Guillaume de Sauqueville pratique rarement les attaques ad hominem dans ses sermons. On ne trouve aucun nom de contemporain dans le recueil : le rex Francorum reste anonyme, de même que le pape. Dans le cas d’Averroès, qui n’est certes pas un contemporain mais dont la connaissance à l’université est d’actualité en ce début de XIVè siècle, on est d’abord frappé par l’opinion définitivement mauvaise qu’il livre et on devine en outre facilement l’attaque contre les tenants des thèses averroïstes. Peut-on savoir, au-delà de cette attaque, quelle est sa position par rapport à l’averroïsme du début du XIVè siècle ?

Le terme d’averroïsme mérite tout d’abord d’être précisé. Comme le souligne malicieusement Ruedi Imbach en préambule de son étude sur Lulle et l’averroïsme parisien 315 , « il semble donc qu’il convienne à ce sujet d’être prudent comme chat sur braises. » On sait le long débat historiographique dont il a fait l’objet, prenant sa source dans le livre fondateur d’Ernest Renan intitulé Averroès et l’averroïsme publié en 1852 316 . Cette étude ne nous conduira pas jusqu’au début de l’averroïsme au XIIIè siècle, avec ce que l’on a appelé l’« averroïsme latin », considéré aujourd’hui comme un mythe. Nous allons rester dans le premier quart du XIVè siècle. Etant entendu qu’aucun auteur du XIVè siècle ne s’est réclamé de l’averroïsme ni ne s’est considéré comme averroïste 317 , nous emploierons le terme d’averroïste pour désigner les tenants des thèses développées par Averroès (unité de l’intellect, double vérité) au début du XIVè siècle, et averroïsme la doctrine constituée par cet ensemble de propositions.

Notes
314.

f. 101va-104va : erunt signa in sole et luna in Luca. (21, 25). Ortus solis et exordium noue lune habent illud commune…

315.

Ruedi Imbach, « Lulle face aux averroïstes parisiens », dans Raymond Lulle et le pays d’Oc, Toulouse : Privat, 1987, p. 261-282, ici p. 261 (Cahiers de Fanjeaux, 22).

316.

Il s’agissait alors de sa thèse.

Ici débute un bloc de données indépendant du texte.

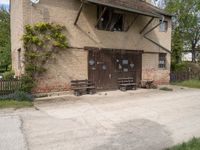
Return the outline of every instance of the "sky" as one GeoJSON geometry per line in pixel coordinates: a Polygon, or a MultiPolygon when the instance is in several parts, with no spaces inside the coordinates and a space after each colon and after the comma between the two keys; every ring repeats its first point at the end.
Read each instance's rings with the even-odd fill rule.
{"type": "Polygon", "coordinates": [[[9,4],[9,0],[0,0],[0,4],[9,4]]]}

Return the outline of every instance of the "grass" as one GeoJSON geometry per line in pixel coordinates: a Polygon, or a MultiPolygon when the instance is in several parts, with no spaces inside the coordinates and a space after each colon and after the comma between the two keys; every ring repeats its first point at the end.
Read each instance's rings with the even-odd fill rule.
{"type": "Polygon", "coordinates": [[[200,89],[200,80],[186,80],[182,82],[175,82],[172,83],[173,85],[178,85],[178,86],[185,86],[189,88],[199,88],[200,89]]]}
{"type": "Polygon", "coordinates": [[[168,88],[168,87],[161,87],[159,90],[162,90],[162,91],[173,91],[172,88],[168,88]]]}
{"type": "Polygon", "coordinates": [[[32,107],[31,101],[16,101],[16,100],[2,100],[0,101],[0,108],[24,108],[32,107]]]}
{"type": "Polygon", "coordinates": [[[166,150],[200,150],[200,138],[193,138],[187,143],[183,143],[166,150]]]}

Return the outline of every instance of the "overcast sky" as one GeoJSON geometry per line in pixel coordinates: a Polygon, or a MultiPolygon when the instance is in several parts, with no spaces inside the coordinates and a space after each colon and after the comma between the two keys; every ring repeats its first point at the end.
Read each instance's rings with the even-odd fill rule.
{"type": "Polygon", "coordinates": [[[0,4],[9,4],[9,0],[0,0],[0,4]]]}

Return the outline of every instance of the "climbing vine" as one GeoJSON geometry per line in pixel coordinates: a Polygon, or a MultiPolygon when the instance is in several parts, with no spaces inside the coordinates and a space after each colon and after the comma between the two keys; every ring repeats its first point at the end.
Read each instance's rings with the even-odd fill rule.
{"type": "Polygon", "coordinates": [[[63,34],[65,27],[53,23],[26,25],[23,35],[25,49],[25,75],[22,77],[22,90],[30,92],[35,79],[46,72],[44,64],[52,59],[52,54],[68,47],[63,34]]]}

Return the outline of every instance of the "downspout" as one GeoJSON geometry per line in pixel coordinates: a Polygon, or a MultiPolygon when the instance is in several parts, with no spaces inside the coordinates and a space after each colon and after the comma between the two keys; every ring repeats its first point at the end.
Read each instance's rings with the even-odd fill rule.
{"type": "Polygon", "coordinates": [[[165,21],[165,16],[161,17],[162,21],[159,22],[157,25],[155,25],[153,28],[151,28],[149,31],[147,31],[143,37],[147,40],[149,40],[150,42],[154,43],[155,45],[159,46],[160,48],[164,49],[166,52],[168,53],[172,53],[169,49],[165,48],[164,46],[160,45],[159,43],[155,42],[154,40],[150,39],[147,37],[147,34],[151,33],[154,29],[156,29],[158,26],[160,26],[164,21],[165,21]]]}

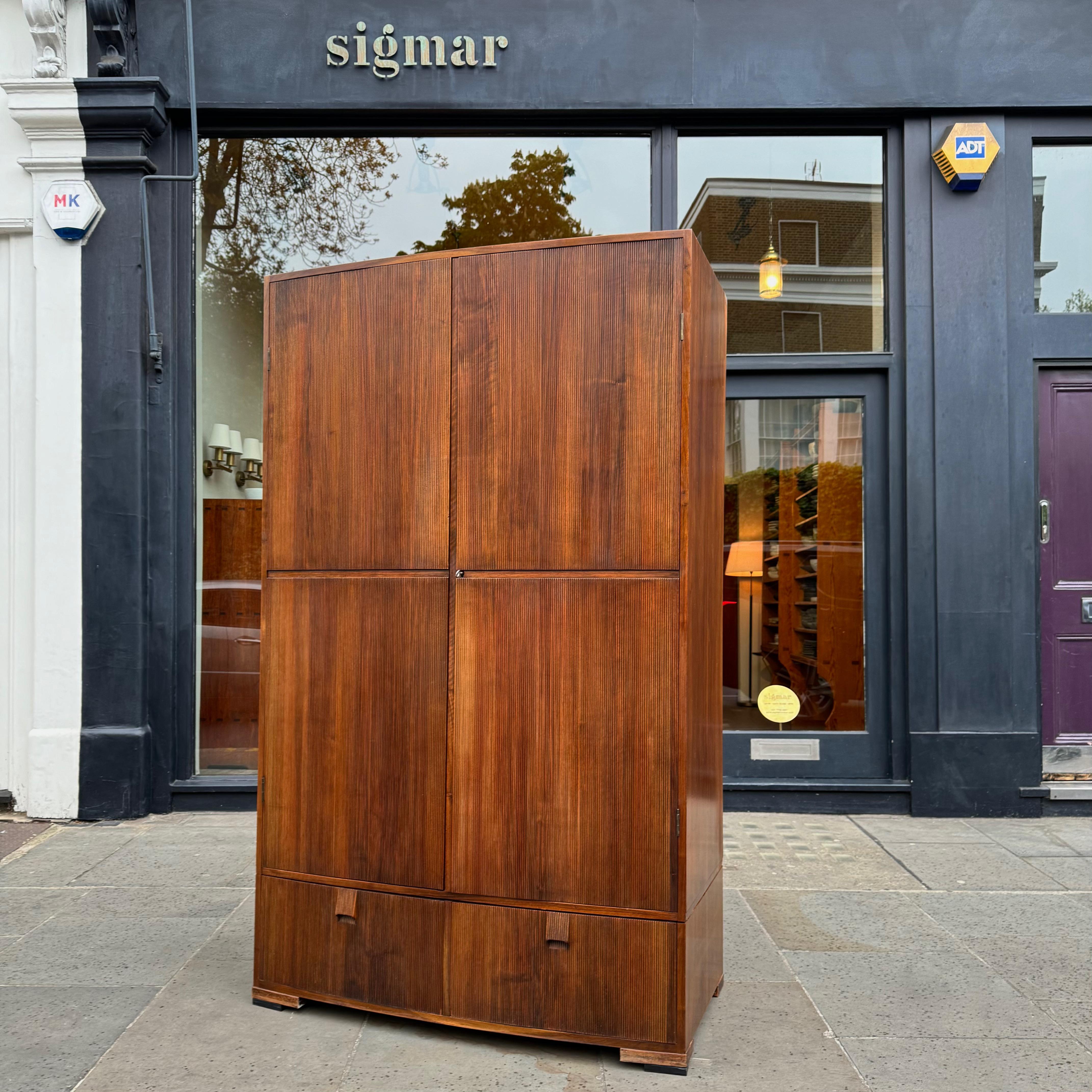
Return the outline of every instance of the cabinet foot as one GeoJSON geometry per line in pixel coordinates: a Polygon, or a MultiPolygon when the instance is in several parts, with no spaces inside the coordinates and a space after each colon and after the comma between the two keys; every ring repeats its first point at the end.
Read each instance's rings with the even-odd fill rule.
{"type": "Polygon", "coordinates": [[[618,1060],[631,1061],[636,1065],[644,1066],[646,1073],[672,1073],[675,1077],[686,1077],[692,1053],[692,1043],[686,1054],[667,1054],[661,1051],[629,1051],[622,1047],[618,1052],[618,1060]]]}
{"type": "Polygon", "coordinates": [[[254,986],[250,990],[250,998],[254,1005],[260,1005],[263,1009],[301,1009],[304,1007],[302,997],[295,997],[292,994],[278,994],[275,989],[260,989],[254,986]]]}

Elle a été rééditée en 1997 chez Maisonneuve et Larose, avec une préface d’Alain de Libera.

317.

Sur la fortune du terme « averroïste », employé par Thomas d’Aquin puis Raimond Lulle, entre autres, voir Z. Kuksewicz, « Der lateinische Averroismus im Mittelalter und in der Früh-Renaissance », dans Philosophy and learning. Universities in the Middle Ages, ed. M. J. Hoenen, J. schneider, G. Wieland, Leiden : Brill, 1995, p. 371-386.